All these changes in the way services are provided never seem to take into account that in Canada, people in general do not live with their family and it is very common to see elderly people on their own without any close relatives to help them out. Often they live in another part of the country and cannot come rapidly in case of need. Care givers are very expensive and not for every budget. What drives all this is the politics of cutting taxes, smaller government and trying to make government function as if it was Walmart.

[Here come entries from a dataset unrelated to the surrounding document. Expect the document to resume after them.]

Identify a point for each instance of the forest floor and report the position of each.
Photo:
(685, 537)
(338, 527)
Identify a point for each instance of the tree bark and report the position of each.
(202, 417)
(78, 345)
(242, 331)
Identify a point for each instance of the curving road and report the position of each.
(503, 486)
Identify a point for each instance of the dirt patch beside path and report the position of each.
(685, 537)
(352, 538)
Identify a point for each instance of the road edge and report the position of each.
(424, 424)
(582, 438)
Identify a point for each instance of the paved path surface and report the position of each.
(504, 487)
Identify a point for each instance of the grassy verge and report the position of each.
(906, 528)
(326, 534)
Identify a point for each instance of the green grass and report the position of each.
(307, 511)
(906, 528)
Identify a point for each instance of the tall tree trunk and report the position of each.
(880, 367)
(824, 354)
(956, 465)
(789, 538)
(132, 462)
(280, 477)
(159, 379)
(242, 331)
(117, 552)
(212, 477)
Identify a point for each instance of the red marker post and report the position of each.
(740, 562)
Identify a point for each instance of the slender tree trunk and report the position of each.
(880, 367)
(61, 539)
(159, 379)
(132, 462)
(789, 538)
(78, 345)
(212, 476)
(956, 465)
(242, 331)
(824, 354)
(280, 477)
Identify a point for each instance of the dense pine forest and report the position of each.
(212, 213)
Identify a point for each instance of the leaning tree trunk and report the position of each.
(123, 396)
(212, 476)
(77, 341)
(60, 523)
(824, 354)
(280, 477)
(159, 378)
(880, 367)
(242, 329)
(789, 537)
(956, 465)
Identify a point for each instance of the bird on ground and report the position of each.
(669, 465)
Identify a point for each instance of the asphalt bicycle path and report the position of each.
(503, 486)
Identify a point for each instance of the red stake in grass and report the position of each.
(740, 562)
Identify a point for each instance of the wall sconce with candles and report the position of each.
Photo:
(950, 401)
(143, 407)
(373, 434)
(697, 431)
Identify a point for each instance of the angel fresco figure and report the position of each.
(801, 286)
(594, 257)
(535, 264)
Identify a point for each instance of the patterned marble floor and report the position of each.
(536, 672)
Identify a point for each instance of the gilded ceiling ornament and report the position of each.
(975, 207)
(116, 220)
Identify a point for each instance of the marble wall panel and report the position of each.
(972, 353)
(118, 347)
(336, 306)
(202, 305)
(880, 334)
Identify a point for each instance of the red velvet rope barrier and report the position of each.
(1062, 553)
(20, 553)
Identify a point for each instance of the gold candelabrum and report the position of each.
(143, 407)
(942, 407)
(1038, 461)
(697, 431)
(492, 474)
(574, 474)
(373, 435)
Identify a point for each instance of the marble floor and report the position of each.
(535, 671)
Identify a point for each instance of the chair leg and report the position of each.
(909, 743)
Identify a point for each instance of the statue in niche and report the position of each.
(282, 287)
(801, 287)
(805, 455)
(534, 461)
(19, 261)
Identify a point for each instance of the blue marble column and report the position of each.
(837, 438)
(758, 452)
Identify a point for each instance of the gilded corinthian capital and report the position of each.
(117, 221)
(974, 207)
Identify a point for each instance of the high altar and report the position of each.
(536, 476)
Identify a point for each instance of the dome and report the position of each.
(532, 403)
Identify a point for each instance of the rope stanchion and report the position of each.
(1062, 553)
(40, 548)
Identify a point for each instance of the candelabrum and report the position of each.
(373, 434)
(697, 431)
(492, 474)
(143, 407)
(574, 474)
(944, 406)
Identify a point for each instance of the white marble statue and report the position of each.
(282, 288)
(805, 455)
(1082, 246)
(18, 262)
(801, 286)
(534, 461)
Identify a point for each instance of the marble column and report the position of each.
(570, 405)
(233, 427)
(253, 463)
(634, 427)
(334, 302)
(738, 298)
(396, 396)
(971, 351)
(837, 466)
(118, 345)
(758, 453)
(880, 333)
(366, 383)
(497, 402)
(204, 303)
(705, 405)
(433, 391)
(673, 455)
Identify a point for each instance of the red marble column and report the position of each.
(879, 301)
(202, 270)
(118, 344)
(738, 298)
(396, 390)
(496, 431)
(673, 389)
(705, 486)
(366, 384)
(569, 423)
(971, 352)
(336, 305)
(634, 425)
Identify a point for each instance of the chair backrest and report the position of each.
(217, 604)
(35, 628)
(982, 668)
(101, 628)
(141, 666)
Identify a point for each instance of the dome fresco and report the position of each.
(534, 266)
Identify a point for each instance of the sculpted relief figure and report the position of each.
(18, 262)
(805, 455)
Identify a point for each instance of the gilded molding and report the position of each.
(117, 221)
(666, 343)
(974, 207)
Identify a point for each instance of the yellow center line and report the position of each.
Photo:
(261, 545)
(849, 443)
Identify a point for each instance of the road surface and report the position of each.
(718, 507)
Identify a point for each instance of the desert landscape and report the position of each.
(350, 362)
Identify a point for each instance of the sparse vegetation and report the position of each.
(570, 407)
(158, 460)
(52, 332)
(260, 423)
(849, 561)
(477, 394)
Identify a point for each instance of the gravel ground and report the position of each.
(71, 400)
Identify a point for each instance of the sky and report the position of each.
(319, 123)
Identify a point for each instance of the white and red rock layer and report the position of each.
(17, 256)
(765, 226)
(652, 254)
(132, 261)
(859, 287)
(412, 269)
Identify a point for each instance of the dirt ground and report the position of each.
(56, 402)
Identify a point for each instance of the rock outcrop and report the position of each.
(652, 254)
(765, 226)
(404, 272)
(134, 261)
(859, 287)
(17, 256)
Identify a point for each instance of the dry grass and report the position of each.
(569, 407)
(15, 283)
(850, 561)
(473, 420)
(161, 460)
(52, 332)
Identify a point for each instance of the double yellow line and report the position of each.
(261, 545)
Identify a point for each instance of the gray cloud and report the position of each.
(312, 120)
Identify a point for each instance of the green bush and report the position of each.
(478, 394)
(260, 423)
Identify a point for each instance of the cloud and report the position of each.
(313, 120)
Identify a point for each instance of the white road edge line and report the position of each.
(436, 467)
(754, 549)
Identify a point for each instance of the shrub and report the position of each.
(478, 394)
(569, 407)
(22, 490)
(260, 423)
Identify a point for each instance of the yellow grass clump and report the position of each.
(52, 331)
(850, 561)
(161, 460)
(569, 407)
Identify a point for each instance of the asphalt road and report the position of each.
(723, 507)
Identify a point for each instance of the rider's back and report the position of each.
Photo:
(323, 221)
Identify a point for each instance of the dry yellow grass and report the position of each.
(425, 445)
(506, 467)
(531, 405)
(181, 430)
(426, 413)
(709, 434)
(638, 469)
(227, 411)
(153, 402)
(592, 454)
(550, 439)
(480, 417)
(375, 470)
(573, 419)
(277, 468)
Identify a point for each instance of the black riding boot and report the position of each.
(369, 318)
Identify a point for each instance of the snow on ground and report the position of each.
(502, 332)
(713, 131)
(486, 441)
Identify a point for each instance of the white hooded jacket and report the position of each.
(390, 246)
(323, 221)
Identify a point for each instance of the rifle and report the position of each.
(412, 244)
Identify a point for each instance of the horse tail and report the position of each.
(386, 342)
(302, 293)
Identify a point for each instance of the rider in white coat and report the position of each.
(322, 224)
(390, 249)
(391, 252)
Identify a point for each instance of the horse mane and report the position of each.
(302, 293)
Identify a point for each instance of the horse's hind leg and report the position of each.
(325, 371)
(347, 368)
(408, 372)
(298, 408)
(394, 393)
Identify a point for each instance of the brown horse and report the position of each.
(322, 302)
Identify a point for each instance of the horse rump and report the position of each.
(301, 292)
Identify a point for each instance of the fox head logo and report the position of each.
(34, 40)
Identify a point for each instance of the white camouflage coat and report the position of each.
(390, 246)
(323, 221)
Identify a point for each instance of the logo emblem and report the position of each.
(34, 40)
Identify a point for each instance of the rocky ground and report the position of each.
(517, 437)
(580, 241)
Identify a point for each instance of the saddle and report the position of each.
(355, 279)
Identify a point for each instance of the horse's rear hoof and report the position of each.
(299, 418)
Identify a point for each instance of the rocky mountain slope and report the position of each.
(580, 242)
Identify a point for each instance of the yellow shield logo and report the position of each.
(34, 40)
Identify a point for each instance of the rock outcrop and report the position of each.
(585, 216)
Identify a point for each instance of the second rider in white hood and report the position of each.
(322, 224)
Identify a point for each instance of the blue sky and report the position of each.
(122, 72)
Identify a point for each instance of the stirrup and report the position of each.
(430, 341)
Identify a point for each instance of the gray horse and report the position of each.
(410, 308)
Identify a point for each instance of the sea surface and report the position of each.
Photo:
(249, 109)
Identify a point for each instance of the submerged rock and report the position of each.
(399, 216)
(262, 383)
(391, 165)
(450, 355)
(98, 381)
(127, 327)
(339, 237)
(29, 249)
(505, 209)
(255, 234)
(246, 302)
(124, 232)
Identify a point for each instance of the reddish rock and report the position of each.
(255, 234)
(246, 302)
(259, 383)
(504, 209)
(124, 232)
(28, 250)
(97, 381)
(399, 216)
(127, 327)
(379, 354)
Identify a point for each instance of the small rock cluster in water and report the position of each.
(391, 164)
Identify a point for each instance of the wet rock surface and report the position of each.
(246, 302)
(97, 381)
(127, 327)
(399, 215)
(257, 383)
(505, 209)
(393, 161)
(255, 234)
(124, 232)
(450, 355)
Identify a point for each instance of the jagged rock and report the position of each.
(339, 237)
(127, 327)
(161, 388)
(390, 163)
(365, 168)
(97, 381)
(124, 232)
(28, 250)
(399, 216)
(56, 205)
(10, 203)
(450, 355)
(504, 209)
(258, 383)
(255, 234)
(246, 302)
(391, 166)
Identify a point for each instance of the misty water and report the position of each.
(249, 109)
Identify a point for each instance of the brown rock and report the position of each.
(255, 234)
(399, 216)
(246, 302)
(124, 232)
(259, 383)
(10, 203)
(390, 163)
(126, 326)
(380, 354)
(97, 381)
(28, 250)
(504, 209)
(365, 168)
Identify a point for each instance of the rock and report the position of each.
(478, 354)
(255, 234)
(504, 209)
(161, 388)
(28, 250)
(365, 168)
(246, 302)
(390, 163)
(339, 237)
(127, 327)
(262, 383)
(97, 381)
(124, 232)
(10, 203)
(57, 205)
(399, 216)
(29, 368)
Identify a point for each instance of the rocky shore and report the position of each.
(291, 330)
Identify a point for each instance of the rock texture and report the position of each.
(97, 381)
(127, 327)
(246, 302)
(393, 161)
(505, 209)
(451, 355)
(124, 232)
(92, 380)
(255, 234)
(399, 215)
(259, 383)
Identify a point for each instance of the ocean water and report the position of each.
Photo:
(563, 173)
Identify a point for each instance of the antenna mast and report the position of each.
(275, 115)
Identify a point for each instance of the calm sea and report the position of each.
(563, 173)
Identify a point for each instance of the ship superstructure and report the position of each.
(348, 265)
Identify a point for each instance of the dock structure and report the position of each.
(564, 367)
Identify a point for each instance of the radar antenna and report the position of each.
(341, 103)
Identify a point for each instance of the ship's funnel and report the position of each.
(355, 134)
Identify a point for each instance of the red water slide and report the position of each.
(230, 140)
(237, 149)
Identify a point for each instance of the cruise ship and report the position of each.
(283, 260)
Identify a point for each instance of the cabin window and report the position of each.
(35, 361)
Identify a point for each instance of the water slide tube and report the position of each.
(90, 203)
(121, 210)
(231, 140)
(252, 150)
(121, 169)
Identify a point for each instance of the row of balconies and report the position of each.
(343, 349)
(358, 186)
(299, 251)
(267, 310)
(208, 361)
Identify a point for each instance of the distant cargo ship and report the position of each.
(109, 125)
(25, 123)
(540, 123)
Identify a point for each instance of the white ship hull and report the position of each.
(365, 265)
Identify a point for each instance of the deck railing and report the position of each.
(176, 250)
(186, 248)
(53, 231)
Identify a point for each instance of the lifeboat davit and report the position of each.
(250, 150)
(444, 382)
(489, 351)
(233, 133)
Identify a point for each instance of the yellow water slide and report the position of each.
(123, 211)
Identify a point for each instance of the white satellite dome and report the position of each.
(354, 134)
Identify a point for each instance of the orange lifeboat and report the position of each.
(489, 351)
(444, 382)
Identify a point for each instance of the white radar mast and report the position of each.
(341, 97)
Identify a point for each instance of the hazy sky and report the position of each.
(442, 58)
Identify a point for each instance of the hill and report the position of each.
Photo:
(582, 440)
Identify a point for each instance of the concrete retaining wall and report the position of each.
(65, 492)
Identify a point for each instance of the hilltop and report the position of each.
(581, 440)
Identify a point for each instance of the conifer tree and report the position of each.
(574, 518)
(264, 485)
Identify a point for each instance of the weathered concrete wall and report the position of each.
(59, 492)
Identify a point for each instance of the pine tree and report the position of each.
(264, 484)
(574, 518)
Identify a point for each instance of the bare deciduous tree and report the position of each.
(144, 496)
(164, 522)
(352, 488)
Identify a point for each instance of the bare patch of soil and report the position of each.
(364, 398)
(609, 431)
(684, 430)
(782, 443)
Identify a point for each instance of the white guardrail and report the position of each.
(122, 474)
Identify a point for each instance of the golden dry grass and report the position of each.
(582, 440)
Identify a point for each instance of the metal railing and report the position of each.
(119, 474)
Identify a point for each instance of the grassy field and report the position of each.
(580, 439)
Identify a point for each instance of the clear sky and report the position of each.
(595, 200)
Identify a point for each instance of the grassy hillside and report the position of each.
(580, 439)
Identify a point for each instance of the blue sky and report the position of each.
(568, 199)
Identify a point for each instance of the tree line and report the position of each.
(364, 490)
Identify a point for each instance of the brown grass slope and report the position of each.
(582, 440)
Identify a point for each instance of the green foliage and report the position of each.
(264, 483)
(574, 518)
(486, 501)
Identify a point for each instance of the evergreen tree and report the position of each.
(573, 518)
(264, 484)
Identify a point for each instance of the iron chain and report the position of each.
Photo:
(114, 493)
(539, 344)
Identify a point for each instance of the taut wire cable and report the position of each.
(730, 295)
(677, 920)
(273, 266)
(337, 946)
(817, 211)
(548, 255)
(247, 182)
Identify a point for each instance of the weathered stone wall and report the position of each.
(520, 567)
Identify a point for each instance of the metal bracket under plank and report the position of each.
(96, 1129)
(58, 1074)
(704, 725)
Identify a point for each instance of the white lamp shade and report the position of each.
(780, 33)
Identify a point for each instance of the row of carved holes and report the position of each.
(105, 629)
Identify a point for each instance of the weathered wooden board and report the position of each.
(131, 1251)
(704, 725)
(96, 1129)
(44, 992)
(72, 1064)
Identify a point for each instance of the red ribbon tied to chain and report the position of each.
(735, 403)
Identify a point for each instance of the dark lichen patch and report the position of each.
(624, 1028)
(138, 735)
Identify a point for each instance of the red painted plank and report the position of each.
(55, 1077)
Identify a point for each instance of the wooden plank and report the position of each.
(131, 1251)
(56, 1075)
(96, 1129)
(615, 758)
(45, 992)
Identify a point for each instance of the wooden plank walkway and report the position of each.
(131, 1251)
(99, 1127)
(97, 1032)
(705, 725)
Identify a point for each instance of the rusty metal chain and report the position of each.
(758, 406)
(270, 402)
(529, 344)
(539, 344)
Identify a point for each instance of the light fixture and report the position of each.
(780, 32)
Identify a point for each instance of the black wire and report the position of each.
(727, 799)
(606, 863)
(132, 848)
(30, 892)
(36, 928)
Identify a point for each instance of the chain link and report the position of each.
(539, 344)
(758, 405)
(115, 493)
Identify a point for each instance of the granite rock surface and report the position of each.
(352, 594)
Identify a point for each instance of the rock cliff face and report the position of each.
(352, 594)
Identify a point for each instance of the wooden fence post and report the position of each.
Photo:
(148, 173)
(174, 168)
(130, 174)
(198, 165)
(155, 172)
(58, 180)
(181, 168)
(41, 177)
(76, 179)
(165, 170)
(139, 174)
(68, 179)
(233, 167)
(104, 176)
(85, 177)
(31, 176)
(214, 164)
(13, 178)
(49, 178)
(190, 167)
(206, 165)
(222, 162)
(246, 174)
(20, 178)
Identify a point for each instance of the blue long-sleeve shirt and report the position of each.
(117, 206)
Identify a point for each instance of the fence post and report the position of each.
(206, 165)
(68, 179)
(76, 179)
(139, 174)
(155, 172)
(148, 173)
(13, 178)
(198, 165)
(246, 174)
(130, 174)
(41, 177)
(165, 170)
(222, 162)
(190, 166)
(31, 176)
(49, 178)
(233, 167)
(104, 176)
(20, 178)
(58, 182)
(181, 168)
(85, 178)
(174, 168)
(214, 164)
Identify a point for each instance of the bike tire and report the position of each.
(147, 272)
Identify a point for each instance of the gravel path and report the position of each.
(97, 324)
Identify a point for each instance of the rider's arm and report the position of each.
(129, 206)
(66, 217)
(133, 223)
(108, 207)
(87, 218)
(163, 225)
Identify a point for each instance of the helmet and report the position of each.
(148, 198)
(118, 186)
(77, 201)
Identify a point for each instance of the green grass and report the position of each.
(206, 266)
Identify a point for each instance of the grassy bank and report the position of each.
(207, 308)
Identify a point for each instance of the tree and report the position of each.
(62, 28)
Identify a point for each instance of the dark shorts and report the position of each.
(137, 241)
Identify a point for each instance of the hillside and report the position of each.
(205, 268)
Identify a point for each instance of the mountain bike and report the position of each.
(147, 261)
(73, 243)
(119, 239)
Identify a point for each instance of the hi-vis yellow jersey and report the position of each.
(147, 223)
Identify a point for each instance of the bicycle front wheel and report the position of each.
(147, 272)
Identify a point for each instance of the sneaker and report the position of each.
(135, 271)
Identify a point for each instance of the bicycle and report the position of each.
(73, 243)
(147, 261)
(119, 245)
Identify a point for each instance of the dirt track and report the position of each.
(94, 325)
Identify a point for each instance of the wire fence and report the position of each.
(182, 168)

The lesson in all this for all of us is to be prepared and have a plan in case you fall ill or need assistance, do not count on the Government to help you out. The governments at all levels are far too enamoured of processes and procedures and providing a service is simply not part of the equations. As they say ''As long as the public believe we are providing a service that is all that matters''.

Being a senior, over 60 years of age in Canada is not a pretty picture, unless you are financially well off.  Another disturbing statistics in Canada, the number of suicides is the highest amongst Seniors over 80 years of age, this does not attract much attention, because most are male and end their lives violently. What a sad situation.




   

1 comment:

  1. Well, it's not a lot better here, even if we should be glad we still have a National Health of sorts. My ma was sent home far too early after a hip op, wouldn't let me stay the night because she had a neighbour on call and a set up which was supposed to send people on the evening she was back and the next morning. They didn't show and she panicked trying to get up and sort her own pills - blood pressure plummeted and both she, her goddaughter and the neighbour who were there thought she was going to die. They called the paramedics who looked after her for two hours and an ambulance came to take her back to hospital. But the copious notes the paramedics had made weren't transferred to the hospital.

    As for her time in there - nearly a month all told - there were good and bad nurses, but no co-ordination, abuse of patients with demential (nearly everyone else) and a list of things that went wrong which I've written down and must now write up to file a report. A real eye-opener. Anyway, she's been incredibly spirited and - as one nurse put it - 'vocal' about what she needed.